We conducted a double-blind, placebo-controlled, parallel, dose-escalation trial to evaluate the pharmacokinetics and safety of single, oral doses of
amprenavir (141W94; formerly
VX-478), a potent inhibitor of human immunodeficiency virus (HIV) type 1
protease, administered as hard
gelatin capsules in 12 HIV-infected subjects. The doses of
amprenavir evaluated were 150, 300, 600, 900, and 1,200 mg.
Amprenavir was rapidly absorbed, with the time to maximum concentration occurring within 1 to 2 h after dosing. On the basis of power model analysis, the increase in the maximum concentration of
amprenavir in plasma (Cmax) was less than dose proportional, and the increase in the area under the concentration-time curve from time zero to infinity (AUC0-infinity) was greater than dose proportional; mean slopes (with 90% confidence intervals) were 1.25 (1.16 to 1.35) and 0.78 (0.78 to 0.86) for AUC0-infinity and Cmax, respectively.

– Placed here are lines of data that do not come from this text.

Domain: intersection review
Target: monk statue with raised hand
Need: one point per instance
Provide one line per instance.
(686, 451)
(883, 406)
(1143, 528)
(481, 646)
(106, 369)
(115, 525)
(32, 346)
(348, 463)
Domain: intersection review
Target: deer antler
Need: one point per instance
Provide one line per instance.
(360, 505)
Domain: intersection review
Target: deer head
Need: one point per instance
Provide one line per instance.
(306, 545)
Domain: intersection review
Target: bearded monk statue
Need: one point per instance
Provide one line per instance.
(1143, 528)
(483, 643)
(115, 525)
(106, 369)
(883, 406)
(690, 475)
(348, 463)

Amprenavir was eliminated slowly, with a terminal-phase half-life of 8 h. A second study was conducted to determine the bioavailability of the hard
gelatin capsule relative to that of a subsequently developed soft
gelatin capsule. The capsules were bioequivalent in terms of AUC0-infinity but not in terms of Cmax; geometric-least-squares means ratios (with 90% confidence intervals) were 1.03 (0.92 to 1.14) and 1.25 (1.03 to 1. 53) for AUC0-infinity and Cmax, respectively. Administration of soft
gelatin capsules of
amprenavir with a high-fat breakfast resulted in a 14% decrease in the mean AUC0-infinity (from 9.58 to 8.26 microg. h/ml), which is not likely to be clinically significant. The most common adverse events related to
amprenavir were
headache,
nausea, and
hypesthesia.
Amprenavir appears to be safe and well tolerated over the dose range of 150 to 1200 mg. On the basis of the present single-dose studies,
amprenavir is an
HIV protease inhibitor with favorable absorption and clearance pharmacokinetics that are only minimally affected by administration with food.